I can’t tell anybody about this. I couldn’t tell Erskine even.

I don’t know what to do. I’m scared.

No that’s silly it’s all right it’s just a dream.

She sat there for several minutes trying to think of something else to write. But there was nothing else to write. She capped her pen and closed her notebook and returned both of them to her schoolbag.

She got into bed, pulled the covers up. She reached to extinguish the lamp, then changed her mind and left it burning. She stretched out and closed her eyes but they wouldn’t stay shut. They kept opening.

Eight

The announcer on ORU, the Belgian overseas station, was commenting at length on the outcome of a recent OPEC meeting in Brussels. Erskine switched off the radio and yawned theatrically. “Boring,” he said, giving the word a singsong inflection. “Bow. Ring.”

“Maybe I should go home.”

“Maybe you should take off all your clothes, Jardell.”

She looked at him, shook her head. “You just have to be gross every once in a while to prove you’re alive, don’t you?”

“It’s not grossness, Ariel. It’s the heat of passion.”

“If I did take my clothes off you wouldn’t know what to do.”

“I’d think of something.”

“Your little old rheumatic heart would conk out and I’d have to explain it to your mother.”

“I told you I was willing to risk it. You could just tell my mother I ran up the stairs again.”

“She’d say, ‘I just knew it was a mistake to let him live in the attic.’ ”

“That’s what she’d say. Want to give it a try?”

She sighed. “You don’t even want to.”

“Then why do I keep asking you?”

“Habit, probably. You started off trying to gross me out and now you’re stuck in a rut. You don’t really want to, do you? With me, I mean.”

He started to reply, then took a moment to think. She watched his eyes through the thick lenses. “I guess not,” he said at length.

“Because we’re friends?”

“Right. We’re friends, and we sort of know each other, and all that. I know who I’d like to screw.”

“Who? Wait, let me guess. Carol Bahnsen.”

“Ugh.”

“Oh, I know. Veronica, right?”

“How’d you know?”

“Veronica Doughty. I just knew it.”

“How?”

“Woman’s intuition. Suppose you got to be friends with her first?”

“I wouldn’t get to be friends with her. (A) she doesn’t like me and (B) she’s stupid. But you’re right, I’d like to do it to her.”

“I knew she was the one.”

“And afterward I’d have to kill her.”

“Why?”

“Oh, because she’s so stupid, Ariel. And because she’s stuck up and a snot.”

She’s a snot, all right.”

“And to keep her from telling anybody. I’m just talking. I wouldn’t really kill her.”

“But you’d like to.”

“Sure.”

“Does it bother you?”

“What?”

“Thinking about killing people.”

He shook his head. “I wouldn’t really kill anybody. But there are a lot that I’d like to kill. Sometimes it’s fun to think about it.”

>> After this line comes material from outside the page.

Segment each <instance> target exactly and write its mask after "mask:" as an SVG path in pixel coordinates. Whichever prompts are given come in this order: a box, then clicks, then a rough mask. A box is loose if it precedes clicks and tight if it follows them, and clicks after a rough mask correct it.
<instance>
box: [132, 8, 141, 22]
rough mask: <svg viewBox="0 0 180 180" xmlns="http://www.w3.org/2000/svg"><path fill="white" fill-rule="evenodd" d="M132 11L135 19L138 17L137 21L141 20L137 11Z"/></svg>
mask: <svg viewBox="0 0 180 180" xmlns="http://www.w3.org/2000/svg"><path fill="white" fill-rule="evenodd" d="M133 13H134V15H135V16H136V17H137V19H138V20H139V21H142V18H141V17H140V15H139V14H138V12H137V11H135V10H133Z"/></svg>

“Who would you like to kill?”

“Well, Veronica.”

“Who else?”

“Maybe Mrs. Tashman.”

“Tashman? Why her?”

“I don’t know. Sometimes she’s like my mother. The way she talks. You know, so sincere that you know she’s not really sincere.”

“I think she’s nice. She came to Caleb’s funeral.”

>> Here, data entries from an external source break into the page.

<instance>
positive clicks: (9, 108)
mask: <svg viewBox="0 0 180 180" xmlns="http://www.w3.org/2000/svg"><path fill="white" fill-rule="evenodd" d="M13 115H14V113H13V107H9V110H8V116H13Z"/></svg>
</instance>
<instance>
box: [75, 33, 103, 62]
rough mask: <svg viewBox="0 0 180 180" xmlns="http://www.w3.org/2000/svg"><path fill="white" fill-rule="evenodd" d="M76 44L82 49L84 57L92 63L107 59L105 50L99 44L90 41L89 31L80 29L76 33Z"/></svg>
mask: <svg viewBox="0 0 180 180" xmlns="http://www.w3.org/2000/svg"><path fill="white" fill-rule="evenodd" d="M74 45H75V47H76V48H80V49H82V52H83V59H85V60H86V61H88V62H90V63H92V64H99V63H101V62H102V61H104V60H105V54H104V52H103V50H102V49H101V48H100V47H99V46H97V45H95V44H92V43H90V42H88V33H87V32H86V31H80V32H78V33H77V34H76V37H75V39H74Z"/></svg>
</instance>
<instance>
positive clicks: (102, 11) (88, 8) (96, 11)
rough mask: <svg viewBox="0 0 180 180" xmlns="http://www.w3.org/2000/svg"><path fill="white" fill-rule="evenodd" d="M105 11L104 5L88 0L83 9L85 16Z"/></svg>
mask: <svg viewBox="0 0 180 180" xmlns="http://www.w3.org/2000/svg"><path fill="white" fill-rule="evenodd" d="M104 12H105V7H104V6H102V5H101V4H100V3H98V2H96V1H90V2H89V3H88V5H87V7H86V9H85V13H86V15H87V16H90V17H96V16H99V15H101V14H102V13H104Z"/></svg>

“Okay, then we’ll let her live. I’ll tell you who I’d like to kill. Graham Littlefield.”

“Why Graham?”

“Because he’s tall and strong and athletic and popular and stupid. He’s really stupid.”

“He’s not that stupid.”

“I think he’s stupid.”

“You’re jealous.”

“I don’t get jealous of stupid people, Jardell.”

“Veronica likes him.”

“So I’ll kill both of them. This is a stupid conversation, speaking of stupidity. Who do you want to kill?”